中でも、うつ病と消化器症状はきわめて関連が深いそうです。うつ病に伴う消化器症状として食欲不振78%、体重減少56%、便通異常44%、ガス症状33%、悪心・嘔吐29%、咽喉頭部・食道の異常感26%、腹痛23%、胃部不快感20%、口内異常感14%、胸やけ・げっぷ10%などが認められています。

うつ病の治療


うつ病の治療としては、以下のようなものがあります。
うつ病とは、いわばエネルギーが枯渇し、疲弊した状態であるといわれています。そのため消耗を避け、エネルギーの蓄積・回復を図るのが治療の基本となります。

まずは、希死念慮の程度を確認し、必要なら行動制限・行動監視を行います。危ないものを身辺に置かない、家族に付き添ってもらう、といったことが必要です。身体管理としては、脱水・低栄養状態などに必要な補液・栄養補給を行います。

休養は重要であり、安静や睡眠の確保を行います。焦燥感が強い場合は、鎮静作用の強い抗精神病薬であるレボメプロマジンなどを適宜併用して、安静・睡眠確保を図ります。

薬物療法としては、抗うつ薬により抑うつの改善を図ります。

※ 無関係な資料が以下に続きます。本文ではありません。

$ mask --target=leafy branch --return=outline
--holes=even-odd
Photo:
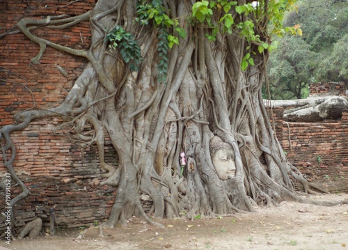
[[[165,82],[168,71],[168,50],[174,45],[179,44],[179,38],[169,33],[168,29],[177,31],[179,36],[182,38],[186,37],[186,31],[179,26],[177,19],[171,19],[165,13],[161,0],[153,0],[151,4],[143,0],[136,6],[136,22],[141,25],[148,25],[150,20],[152,20],[155,27],[159,29],[157,37],[159,42],[157,44],[157,52],[160,59],[157,65],[157,80]]]
[[[143,58],[141,48],[132,34],[118,25],[106,36],[105,39],[110,42],[109,47],[111,49],[120,49],[120,54],[125,62],[129,63],[131,72],[139,70]]]

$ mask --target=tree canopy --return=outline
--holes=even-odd
[[[88,63],[61,104],[20,112],[15,124],[0,130],[2,150],[10,156],[6,167],[15,178],[12,132],[33,119],[59,116],[70,136],[97,145],[100,185],[117,187],[106,227],[134,214],[156,224],[149,214],[192,219],[253,211],[257,204],[283,200],[338,204],[298,196],[295,180],[306,192],[325,190],[308,182],[287,160],[263,104],[272,34],[301,32],[298,25],[282,25],[294,4],[98,0],[93,10],[79,16],[21,19],[17,28],[40,47],[34,63],[40,63],[47,46]],[[83,20],[90,22],[88,50],[31,32]],[[118,166],[104,159],[106,136],[118,153]],[[23,188],[22,198],[27,189],[16,180]],[[149,214],[141,194],[153,203]]]
[[[347,1],[298,1],[284,25],[301,25],[302,36],[274,37],[278,45],[268,65],[272,100],[306,97],[310,83],[348,84],[347,16]]]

また、精神療法として病気としてのうつ状態の説明、予後の保証、治療の必要性、経過の見通し、治療内容・薬物の説明を繰り返しわかりやすく伝えることが重要です。

抗うつ薬としては、選択的セロトニン再取り込み阻害薬(SSRI)であるマレイン酸フルボキサミン、セロトニン・ノルアドレナリン再取り込み阻害薬(SNRI)である塩酸ミルナシプラン、モノアミン再取り込み阻害薬である塩酸アミトリプチリンなどがあります。

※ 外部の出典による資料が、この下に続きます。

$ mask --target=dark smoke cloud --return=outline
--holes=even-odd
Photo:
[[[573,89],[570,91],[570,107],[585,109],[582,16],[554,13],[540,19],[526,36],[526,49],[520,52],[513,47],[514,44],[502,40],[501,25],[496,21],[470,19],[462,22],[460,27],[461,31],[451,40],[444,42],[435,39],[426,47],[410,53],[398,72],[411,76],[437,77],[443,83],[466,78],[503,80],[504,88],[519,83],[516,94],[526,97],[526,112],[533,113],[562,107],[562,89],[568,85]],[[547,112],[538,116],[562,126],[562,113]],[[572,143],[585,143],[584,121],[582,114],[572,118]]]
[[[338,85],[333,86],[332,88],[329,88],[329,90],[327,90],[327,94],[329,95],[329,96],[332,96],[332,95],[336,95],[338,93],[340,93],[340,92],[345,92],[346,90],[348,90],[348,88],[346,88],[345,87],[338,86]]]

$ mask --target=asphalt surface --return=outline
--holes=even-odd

抗うつ薬の服用が行われ、臨床的にその効果が実証されていると考えられています。ただし抗うつ薬の効果は必ずしも即効的ではなく、効果が明確に現れるには1〜3週間の継続的服用が必要です。

抗うつ薬のうち、従来より用いられてきた三環系あるいは四環系抗うつ薬は、口渇・便秘・眠気などの副作用が比較的多いです。これは、抗コリン作用、抗α1作用なども併せ持っているため、こうした副作用が現れると考えられます。

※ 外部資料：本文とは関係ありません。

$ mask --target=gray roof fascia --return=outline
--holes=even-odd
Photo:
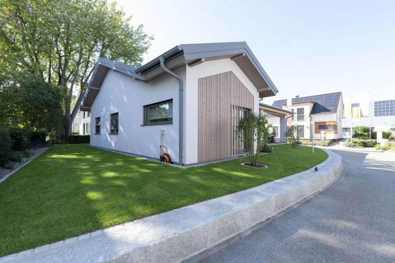
[[[225,55],[245,53],[251,63],[265,80],[273,93],[278,92],[276,86],[263,69],[253,51],[245,42],[225,43],[205,43],[180,45],[184,50],[185,59],[193,59],[201,57],[220,56]]]
[[[99,58],[100,58],[100,57],[99,57]],[[93,81],[95,75],[96,74],[96,71],[97,71],[98,67],[99,67],[98,60],[97,62],[96,62],[96,65],[95,65],[95,68],[93,70],[93,73],[92,73],[92,76],[91,77],[91,79],[89,80],[88,86],[86,87],[86,89],[85,90],[85,92],[84,92],[84,95],[82,96],[82,100],[81,102],[81,104],[80,104],[80,108],[78,109],[80,110],[82,109],[82,106],[84,105],[85,99],[86,98],[86,96],[88,95],[88,91],[89,91],[89,89],[91,88],[91,85],[92,83],[92,81]]]
[[[109,59],[107,58],[104,58],[104,57],[99,57],[99,58],[97,60],[97,62],[96,62],[96,64],[95,65],[95,68],[93,70],[93,73],[92,73],[92,76],[91,77],[91,79],[89,80],[89,84],[88,84],[88,86],[86,87],[86,90],[84,93],[84,96],[82,97],[82,101],[81,102],[81,105],[80,105],[80,110],[82,108],[82,105],[84,104],[84,102],[86,98],[86,96],[87,95],[88,92],[91,88],[91,85],[92,85],[92,81],[93,81],[93,79],[95,78],[95,76],[96,74],[96,72],[97,71],[97,68],[99,67],[99,65],[102,65],[104,67],[109,68],[109,69],[113,69],[116,71],[119,71],[119,72],[125,74],[126,75],[128,75],[133,77],[135,77],[136,78],[140,80],[143,79],[142,76],[136,74],[133,72],[135,69],[135,68],[133,66],[124,64],[123,63],[112,60],[111,59]]]
[[[176,46],[174,48],[172,48],[170,50],[166,51],[157,57],[152,59],[147,64],[138,67],[136,69],[134,72],[138,74],[140,76],[141,74],[144,74],[145,72],[152,70],[152,69],[157,68],[160,66],[160,62],[159,61],[159,58],[163,57],[165,60],[169,59],[172,59],[174,57],[179,56],[183,52],[183,48],[181,46]]]
[[[284,112],[286,112],[287,113],[290,113],[291,115],[294,115],[294,113],[295,113],[293,111],[290,111],[289,110],[284,110],[283,109],[280,109],[279,108],[277,108],[276,107],[272,106],[271,105],[268,105],[267,104],[265,104],[264,103],[259,103],[259,105],[262,105],[262,106],[264,106],[264,107],[267,107],[267,108],[269,108],[270,109],[273,109],[273,110],[277,110],[277,111],[278,110],[280,110],[280,111],[283,111]]]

さらに、三環系抗うつ薬の場合、大量服用時にQT延長や急激な徐脈などの致死的な不整脈をきたす可能性があります。四環系抗うつ薬では、抗コリン作用や心毒性が比較的弱いといわれています。

近年開発された、セロトニン系に選択的に作用する薬剤SSRIや、セロトニンとノルアドレナリンに選択的に作用する薬剤SNRI等は副作用は比較的少ないとされています。ですが、臨床的効果は三環系抗うつ薬より弱いとされています。また、不安・焦燥が強い場合などは抗不安薬を、不眠が強い場合は睡眠導入剤を併用することも多いです。

抗うつ薬の効果は必ずしも即効的ではなく、効果が明確に現れるには1〜3週間の継続的服用が必要です。

また、SSRIであるフルボキサミン、パロキセチンは、セロトニン受容体を刺激するため、投与初期に不安、焦燥や不眠を引き起こしたり、性機能障害などを生じることがあります。

病名が分からずに、不安な日々を送られていたという苦しさは、非常に大変なものだったと思われます。同様な症状にお悩みの方は、精神科などを受診されてはいかがでしょうか。